I think I’ve said it before, but I think this video demonstrates the need again, I’d love to see you build a lathe using printing for as much as possible.
Maybe lathe for wood and other soft material. For metals, I'd say it's a no no. If you're familiar with Uri Tuchman, he once tried making a mini lathe for brass, IIRC, and it didn't go very well unfortunately... :(
@@rizalardiansyah4486 Yeah, Uri's the man. I hated to see how his ultimately failed. I don't think a 100% printed lathe would work/be useful, but I think a lathe using a lot of printed parts, like pulleys and such, is perfectly doable. I think for aluminum and softer, a CNC lathe would be pretty easy to cook up from off the shelf (Amazon) components.
One thing I think I should’ve suggested a little while ago, would’ve been going with a flathead engine. If you went with a flathead engine, you could’ve just used a chunk of steel pipe for the cylinder sleeve and then welded a piece of flat bar with a whole drilled out for the cylinder sleeve, and two for the valves on top of it. Then 3-D printed head would work for probably a minute or two. Also, that would give you the ability to put an acrylic head on there and see it working with a clear head. I think that’s what I’m going to do with my engine, but as of right now I’m in Florida, so I can’t. Really love your channel and your videos! Keep up the great work!
When you're hand-lapping valves, i highly recommend using a bright light to see whether you've achieved full seal.
I work in an old-school machine shop, and i've been taught to check valves with a light first, before we even pulled a vacuum through
I am so glad to see you have taken what you've learned from the past and turned it into such a success, its really cool to see the engine you built run for so long
Great job! Very impressive.
I love this video! It's a combination of hilarious and totally intriguing. I love your curiosity and getting your own firsthand knowledge by testing all of these elements. This was really fun
Thank you!
You should try 3d printing a 2 stroke engine I think it would be interesting how you would design the crank case
Happy new year Camden!

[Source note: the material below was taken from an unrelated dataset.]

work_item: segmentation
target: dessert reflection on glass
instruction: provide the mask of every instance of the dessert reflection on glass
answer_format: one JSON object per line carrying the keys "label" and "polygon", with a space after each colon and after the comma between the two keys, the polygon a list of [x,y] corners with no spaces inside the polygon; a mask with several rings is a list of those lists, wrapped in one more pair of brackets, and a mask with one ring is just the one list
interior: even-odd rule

So cool to finally see it run!
Happy new year!
Happy new year🎉
I must have missed what the torch is for you keep bringing up once it starts I don't get that part.

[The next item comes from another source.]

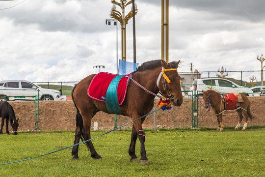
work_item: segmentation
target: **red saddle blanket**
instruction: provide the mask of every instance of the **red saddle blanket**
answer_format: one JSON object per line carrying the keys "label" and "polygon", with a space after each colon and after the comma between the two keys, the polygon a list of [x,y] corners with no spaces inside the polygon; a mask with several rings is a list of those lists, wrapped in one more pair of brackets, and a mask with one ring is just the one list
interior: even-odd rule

Each episode he slowly strays further away from plastic
u have inspired me. I am currently designing a compressed engine with self actuating VVT. basically copying you but I need to start somewhere. awesome vid dude.
Yeah, it honestly literally sounds like its getting too little fuel. I have a briggs and stratron engine that I have worked on, and it keeps on stallling out like your engine does. And it turned out to just be a throttle problem by not letting in enough fuel.
Ps, awsome video!!!!😃
Also, I know this might not be a very good idea but what if you add a fuel pump on the fuel line to help with it's low amount of fuel withdraw...

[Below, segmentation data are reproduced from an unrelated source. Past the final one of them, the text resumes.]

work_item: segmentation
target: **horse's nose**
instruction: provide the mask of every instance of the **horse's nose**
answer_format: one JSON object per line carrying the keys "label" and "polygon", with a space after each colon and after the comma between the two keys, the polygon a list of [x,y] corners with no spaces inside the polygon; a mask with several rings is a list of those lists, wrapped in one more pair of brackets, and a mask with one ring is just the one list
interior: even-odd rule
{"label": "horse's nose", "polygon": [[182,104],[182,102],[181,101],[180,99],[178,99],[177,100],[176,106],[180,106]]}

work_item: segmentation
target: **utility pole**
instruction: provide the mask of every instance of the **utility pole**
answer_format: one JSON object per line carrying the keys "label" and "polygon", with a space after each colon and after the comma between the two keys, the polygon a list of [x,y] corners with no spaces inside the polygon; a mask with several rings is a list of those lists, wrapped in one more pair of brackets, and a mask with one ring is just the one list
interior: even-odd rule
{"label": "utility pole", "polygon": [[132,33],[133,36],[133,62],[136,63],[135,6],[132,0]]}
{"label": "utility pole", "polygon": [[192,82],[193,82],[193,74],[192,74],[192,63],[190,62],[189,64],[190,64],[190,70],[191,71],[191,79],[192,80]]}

Legitimately impressed that you didn't break the tap
2:00 how to torture a mettal worker
Looks like your having fun experimenting with internal combustion in your garage. I noticed you mentioning a "go cart" and an old lawnmower.
"Old lawnmower" engine is a good starting point.
What you have learned with cad/cam might help, but the old lawnmover engine will also help. There are fundamental concepts in the old lawn mower engine.
The engine is probably dying because when combustion happens, it's warming the plastic of the cylinder walls faster than the metal piston. They expand at different rates and you lose compression. On a conventional engine you can tell when this happens because the engine begins to race (choke has caused a rich condition, warming cylinder walls increases fuel vaporization). It's also why you can't properly measure compression on a cold engine.
You can probably start it without the propane if you just use a choke, as well.
Awesome project and I'm loving watching along, good luck on whatever you do next!
How much heating do you think they're seeing after 10 second runs really.
@@Idiomatickit's a small explosion, all the energy is converted.
@@noahprussia7622 if all the energy is converted into heat that would be concerning for sure.
Severely underrated channel you have here. Also happy new year!!!!
Silly question but have you thought of 3d printing a mould and sand casting a block out of aluminium or other metal?
2strokestuffing has done this
Yeah, it's way easier and even cheaper to buy a small furnace, crucibles and crucible tongs.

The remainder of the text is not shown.